ウィローパターンは、なぜ、これほどに人の心をつかむのか? 今回は、ウィローパターンについての歴史と、絵柄に込められた”ある恋の物語”についてご紹介します。
ウィローパターンは、1780年代初頭にミントンの創始者トーマス・ミントンによって描かれたといわれています。

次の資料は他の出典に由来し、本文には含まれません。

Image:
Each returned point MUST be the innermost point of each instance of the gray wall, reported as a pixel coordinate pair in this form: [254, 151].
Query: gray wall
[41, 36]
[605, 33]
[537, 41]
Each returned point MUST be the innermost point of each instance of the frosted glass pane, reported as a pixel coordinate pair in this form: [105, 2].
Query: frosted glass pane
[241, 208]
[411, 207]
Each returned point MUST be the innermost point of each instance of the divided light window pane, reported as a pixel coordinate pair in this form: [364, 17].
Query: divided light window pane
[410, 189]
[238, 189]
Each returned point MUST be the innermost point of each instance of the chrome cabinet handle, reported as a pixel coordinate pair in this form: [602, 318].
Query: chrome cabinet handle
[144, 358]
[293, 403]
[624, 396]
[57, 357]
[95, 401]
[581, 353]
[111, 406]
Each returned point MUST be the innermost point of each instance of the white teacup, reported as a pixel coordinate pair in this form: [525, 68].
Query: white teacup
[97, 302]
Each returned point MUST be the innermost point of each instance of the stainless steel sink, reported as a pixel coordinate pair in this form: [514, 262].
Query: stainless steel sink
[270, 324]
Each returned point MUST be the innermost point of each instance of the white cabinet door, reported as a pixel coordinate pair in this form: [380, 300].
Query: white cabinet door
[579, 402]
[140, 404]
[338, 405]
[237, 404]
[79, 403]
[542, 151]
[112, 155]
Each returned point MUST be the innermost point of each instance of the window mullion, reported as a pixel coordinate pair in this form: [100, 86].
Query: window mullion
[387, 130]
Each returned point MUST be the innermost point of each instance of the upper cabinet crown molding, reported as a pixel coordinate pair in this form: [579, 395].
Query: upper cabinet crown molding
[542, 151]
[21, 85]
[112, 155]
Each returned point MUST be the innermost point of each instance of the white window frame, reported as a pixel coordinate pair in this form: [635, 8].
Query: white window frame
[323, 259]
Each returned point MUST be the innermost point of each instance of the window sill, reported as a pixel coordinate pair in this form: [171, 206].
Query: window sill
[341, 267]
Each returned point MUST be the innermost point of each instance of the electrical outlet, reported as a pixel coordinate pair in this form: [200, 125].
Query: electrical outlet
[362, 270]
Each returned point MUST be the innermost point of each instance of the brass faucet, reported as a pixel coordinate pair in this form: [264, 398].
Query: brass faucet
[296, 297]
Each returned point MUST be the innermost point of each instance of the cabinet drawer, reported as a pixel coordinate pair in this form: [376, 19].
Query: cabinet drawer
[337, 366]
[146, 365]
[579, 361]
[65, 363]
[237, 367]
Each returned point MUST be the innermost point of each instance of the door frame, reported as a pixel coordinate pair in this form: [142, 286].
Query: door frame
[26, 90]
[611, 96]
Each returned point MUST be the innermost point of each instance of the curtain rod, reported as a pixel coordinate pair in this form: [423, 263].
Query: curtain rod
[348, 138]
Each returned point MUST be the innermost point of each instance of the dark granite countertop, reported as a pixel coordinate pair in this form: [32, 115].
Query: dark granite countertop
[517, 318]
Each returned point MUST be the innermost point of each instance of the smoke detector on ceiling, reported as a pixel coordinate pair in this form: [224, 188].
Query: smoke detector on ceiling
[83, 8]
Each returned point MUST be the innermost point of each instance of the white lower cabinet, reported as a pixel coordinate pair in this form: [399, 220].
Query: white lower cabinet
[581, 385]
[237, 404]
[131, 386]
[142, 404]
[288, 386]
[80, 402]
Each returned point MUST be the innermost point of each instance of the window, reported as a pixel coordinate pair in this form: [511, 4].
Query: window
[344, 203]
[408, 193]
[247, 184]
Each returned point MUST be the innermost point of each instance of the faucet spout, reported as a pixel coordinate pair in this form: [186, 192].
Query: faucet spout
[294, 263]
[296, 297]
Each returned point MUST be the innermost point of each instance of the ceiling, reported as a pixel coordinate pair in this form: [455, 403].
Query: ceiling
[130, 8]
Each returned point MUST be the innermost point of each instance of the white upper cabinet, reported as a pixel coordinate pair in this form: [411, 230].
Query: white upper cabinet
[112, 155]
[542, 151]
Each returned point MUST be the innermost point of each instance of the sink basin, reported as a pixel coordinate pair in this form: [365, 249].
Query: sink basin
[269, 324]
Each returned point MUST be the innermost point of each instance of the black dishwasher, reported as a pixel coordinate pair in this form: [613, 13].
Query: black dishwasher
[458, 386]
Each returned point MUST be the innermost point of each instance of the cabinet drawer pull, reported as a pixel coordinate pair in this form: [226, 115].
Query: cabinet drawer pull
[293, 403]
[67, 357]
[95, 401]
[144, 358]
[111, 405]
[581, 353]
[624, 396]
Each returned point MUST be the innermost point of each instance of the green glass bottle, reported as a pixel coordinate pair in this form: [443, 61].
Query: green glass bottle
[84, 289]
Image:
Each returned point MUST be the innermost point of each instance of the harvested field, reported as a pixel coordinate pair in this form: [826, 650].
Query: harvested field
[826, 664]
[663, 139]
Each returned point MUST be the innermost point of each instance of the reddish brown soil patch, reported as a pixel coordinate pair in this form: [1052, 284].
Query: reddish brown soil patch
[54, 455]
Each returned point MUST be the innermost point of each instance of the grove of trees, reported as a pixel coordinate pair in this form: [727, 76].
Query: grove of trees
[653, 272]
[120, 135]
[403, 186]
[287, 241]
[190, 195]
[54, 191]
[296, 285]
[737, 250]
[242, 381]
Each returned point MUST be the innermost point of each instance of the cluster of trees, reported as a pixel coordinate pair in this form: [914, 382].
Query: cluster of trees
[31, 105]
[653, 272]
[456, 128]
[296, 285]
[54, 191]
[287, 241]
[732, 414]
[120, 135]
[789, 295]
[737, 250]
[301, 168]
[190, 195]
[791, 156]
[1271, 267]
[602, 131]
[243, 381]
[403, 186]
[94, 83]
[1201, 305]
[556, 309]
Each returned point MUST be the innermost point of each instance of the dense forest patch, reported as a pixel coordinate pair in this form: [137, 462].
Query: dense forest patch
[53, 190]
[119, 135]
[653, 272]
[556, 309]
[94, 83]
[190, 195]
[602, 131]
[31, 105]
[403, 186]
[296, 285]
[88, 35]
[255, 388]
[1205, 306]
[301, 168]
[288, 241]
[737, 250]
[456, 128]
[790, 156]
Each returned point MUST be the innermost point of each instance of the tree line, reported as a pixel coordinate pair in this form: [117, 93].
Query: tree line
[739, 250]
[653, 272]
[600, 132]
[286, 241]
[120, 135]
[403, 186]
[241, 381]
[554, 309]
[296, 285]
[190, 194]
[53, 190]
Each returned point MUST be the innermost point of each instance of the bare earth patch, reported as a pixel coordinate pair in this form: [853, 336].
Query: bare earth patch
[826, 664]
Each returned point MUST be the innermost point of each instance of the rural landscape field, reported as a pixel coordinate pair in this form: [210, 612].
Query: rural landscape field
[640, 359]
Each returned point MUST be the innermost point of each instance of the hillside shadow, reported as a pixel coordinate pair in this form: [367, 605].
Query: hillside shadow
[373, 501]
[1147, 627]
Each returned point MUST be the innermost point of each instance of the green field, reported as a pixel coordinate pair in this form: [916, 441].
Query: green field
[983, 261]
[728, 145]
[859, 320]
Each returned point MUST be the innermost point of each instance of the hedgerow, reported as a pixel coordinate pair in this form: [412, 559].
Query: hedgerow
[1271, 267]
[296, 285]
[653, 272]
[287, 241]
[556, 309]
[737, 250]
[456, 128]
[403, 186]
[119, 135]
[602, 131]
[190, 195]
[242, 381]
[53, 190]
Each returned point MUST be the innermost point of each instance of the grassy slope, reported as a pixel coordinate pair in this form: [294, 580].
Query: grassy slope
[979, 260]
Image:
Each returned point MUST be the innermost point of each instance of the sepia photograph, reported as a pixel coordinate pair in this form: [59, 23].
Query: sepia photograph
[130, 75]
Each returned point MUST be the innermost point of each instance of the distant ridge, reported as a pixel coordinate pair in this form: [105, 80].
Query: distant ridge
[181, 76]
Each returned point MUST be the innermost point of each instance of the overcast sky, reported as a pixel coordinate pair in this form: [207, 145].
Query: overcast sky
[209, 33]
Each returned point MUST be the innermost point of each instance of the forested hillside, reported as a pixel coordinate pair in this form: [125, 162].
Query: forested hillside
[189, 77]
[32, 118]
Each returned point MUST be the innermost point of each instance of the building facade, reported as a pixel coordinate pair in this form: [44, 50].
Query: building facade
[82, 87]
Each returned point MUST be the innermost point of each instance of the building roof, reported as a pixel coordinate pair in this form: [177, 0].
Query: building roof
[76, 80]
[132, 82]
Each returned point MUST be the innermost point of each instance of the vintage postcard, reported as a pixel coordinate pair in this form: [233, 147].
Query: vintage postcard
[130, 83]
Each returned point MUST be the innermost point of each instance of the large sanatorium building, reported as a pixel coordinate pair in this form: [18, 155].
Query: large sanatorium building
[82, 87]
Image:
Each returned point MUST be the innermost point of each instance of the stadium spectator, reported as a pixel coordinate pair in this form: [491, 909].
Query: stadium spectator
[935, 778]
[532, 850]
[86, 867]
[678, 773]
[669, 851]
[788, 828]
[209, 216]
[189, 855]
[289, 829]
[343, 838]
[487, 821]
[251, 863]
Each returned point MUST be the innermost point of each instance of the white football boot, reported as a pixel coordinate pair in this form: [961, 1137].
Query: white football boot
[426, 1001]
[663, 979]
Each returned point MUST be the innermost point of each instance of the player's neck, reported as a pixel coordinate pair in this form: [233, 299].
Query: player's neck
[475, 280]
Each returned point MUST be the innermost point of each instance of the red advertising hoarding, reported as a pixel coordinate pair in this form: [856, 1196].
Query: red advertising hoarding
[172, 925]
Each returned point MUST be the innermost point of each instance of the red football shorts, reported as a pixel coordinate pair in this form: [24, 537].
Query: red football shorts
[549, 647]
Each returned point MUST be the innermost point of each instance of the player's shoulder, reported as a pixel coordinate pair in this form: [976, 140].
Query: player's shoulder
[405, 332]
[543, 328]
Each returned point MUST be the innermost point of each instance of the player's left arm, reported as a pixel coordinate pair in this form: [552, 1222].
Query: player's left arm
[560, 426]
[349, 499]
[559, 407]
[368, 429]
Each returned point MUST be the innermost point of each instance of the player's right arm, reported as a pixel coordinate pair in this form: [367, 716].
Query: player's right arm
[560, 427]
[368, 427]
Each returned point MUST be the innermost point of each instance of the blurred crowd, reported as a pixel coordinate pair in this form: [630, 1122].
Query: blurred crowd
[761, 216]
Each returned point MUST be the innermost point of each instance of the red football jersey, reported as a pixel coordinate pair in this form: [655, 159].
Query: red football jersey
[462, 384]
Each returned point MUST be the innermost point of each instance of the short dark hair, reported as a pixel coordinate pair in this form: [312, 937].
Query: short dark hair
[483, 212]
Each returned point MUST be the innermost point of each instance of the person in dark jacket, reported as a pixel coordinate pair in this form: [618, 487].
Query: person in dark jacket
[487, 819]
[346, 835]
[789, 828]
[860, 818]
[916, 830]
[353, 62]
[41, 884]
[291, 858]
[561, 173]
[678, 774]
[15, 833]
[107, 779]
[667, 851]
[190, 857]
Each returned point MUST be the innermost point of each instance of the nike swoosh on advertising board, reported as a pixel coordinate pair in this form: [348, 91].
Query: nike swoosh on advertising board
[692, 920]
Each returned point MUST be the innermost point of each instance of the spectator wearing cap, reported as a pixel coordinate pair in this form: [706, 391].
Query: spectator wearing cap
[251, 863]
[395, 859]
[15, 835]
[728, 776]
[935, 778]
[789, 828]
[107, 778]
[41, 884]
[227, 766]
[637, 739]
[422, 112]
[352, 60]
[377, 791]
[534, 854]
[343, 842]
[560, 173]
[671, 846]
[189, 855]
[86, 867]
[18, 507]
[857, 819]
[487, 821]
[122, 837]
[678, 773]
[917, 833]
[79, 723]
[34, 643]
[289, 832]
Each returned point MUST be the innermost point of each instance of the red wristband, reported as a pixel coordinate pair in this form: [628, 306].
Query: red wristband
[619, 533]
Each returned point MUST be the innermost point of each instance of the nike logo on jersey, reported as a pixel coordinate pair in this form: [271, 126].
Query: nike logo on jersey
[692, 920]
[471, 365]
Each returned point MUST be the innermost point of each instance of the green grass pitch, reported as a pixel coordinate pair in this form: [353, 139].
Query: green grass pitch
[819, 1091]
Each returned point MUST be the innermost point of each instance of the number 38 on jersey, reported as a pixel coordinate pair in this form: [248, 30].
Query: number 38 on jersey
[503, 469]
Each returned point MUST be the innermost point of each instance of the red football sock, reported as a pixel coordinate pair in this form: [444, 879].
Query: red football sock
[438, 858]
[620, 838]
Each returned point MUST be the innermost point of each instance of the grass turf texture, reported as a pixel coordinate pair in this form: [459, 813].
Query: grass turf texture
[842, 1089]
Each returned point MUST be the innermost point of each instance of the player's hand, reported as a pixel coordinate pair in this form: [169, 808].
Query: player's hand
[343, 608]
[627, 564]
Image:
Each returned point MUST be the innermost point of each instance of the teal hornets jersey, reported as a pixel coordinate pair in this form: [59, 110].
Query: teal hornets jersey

トーマス・ミントン(Thomas Minton :1765–1836)は、イギリスのストーク・オン・トレント(Stoke-on-Trent)で、銅板転写の彫刻師として、スポード窯、ウェッジウッド窯などのさまざまな窯の下請けとして働いていました。 1793年、彼が28歳のとき、それまでの銅板の製作から、事業を拡大し、陶磁器の一貫製造をする事業を始めます。 ストーク・オン・トレントに、小さい窯と小さい小屋を建て、「MINTON ミントン」の名前で仕事をはじめました。 後に、ヴィクトリア女王から「世界で最も美しいボーン・チャイナ」との賞賛を得ることになった、「MINTON ミントン」の誕生です。
当時、ヨーロッパではシノワズリ(中国趣味)が流行していました。 トーマス・ミントンは、中国の山水画をモチーフに図案「ウィローパターン」を製作しました。 そして白地に青色の模様を銅板転写する陶磁器の製造を行ったのです。 トーマス・ミントンが描いた「MINTON ミントン」のウィローパターンの陶磁器は、とても高い評価を得ました。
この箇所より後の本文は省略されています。